Privacy and security
Privacy and security are key concerns. In the vast majority of countries, you are expected, by law, to reasonably protect the confidentiality and security of user data, and must immediately inform consumers if there has been a security breach. Further, you are liable for damages in full or in part to compensate your consumers for any harm they have suffered as a result of the breach.
Another aspect of privacy involves the use of data. Many marketers have gotten a bad rap since the beginning of the Digital Age for using consumer information to create intrusive marketing messages (e.g. spam emails). You can undercut the efforts you put into managing Big Data if your usage turns off consumers. Governments have stepped in, and have in many countries enacted privacy laws that define what you can and cannot do with consumer data.
Susan Etlinger: What do we do with all this big data?
CASE STUDY OF BIG DATA USAGE
One of the most well-known users of Big Data is Wal-Mart. Indeed, Big Data is integral to Wal-Mart’s operation. The retailer uses real-time inventory information to rapidly replace its goods and services. It rids itself of excess inventory through a pricing strategy known as everyday Low pricing, which allows them to deeply discount it, in accordance with its real-time inventory. It is also able to leverage store-wide pricing data, inventory data, and financial forecasts to ensure that even it is not taking a net profit loss on a daily basis due to the discounts. It can do this by optimizing how much it purchases from a variety of suppliers, again, in real-time. For example, if a Wal-Mart store is overstocked with toothbrushes from a particular supplier, but running out of more expensive toothbrushes from another supplier, they might deeply discount the overstocked items and order more from the more expensive supplier. If this does not mitigate the loss on the first set of toothbrushes, Wal-Mart can review at a complementary good or an entirely different category where they can increase revenue by strategically ordering more inventory, and marking up or down the prices, to ensure profitability.

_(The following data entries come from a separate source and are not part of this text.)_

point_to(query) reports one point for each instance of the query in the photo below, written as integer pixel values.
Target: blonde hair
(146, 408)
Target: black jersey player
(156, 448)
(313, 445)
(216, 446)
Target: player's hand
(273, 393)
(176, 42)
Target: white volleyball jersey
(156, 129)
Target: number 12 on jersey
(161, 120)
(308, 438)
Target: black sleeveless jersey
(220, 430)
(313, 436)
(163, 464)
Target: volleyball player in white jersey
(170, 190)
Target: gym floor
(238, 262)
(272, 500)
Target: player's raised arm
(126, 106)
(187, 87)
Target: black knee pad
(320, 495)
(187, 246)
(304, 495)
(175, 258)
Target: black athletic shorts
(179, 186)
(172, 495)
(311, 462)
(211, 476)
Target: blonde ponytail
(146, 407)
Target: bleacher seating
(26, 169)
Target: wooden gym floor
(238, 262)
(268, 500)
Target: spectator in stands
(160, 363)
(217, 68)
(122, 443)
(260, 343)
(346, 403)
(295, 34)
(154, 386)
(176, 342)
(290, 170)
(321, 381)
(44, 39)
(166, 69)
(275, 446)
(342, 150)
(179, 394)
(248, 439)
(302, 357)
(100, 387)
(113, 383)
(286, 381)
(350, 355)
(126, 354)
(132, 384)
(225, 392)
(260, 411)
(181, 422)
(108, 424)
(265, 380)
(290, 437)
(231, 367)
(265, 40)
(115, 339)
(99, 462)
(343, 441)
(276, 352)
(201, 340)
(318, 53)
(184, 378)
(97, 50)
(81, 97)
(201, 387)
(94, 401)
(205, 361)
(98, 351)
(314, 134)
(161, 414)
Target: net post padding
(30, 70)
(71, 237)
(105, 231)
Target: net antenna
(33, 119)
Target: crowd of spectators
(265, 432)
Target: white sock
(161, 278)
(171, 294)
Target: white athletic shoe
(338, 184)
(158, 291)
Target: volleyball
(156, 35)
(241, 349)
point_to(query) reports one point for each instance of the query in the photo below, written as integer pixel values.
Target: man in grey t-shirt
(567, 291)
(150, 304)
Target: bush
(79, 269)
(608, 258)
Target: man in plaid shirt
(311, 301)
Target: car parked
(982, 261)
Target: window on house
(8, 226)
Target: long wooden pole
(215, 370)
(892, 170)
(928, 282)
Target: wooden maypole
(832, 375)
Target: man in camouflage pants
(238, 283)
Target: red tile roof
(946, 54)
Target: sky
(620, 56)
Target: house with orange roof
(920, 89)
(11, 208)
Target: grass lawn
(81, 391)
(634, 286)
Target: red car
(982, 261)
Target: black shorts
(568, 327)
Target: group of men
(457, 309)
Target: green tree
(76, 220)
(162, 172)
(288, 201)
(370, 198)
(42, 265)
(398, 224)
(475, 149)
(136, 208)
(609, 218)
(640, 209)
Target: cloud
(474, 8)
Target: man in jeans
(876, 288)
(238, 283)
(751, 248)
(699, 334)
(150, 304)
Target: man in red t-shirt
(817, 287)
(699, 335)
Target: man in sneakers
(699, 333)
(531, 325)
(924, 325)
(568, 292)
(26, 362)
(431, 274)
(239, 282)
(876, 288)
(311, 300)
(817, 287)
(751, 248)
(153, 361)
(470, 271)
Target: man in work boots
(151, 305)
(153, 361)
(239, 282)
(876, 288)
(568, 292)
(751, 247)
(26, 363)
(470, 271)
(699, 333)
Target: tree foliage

Due to its popularity, supply vendors clamor to be stocked on Wal-Mart’s shelves. Because of this, Wal-Mart can influence how much it pays wholesalers for their goods.
Wal-Mart has been leveraging Big Data since 1975 to aggregate and collect inventory and supply chain-related data. By 1989, they had reduced their distribution costs to less than half of Kmart’s costs and under a third of Sears’s costs, providing it with a considerable strategic advantage. Today, they are widely recognized for their profitability, low internal costs, low prices, and popularity.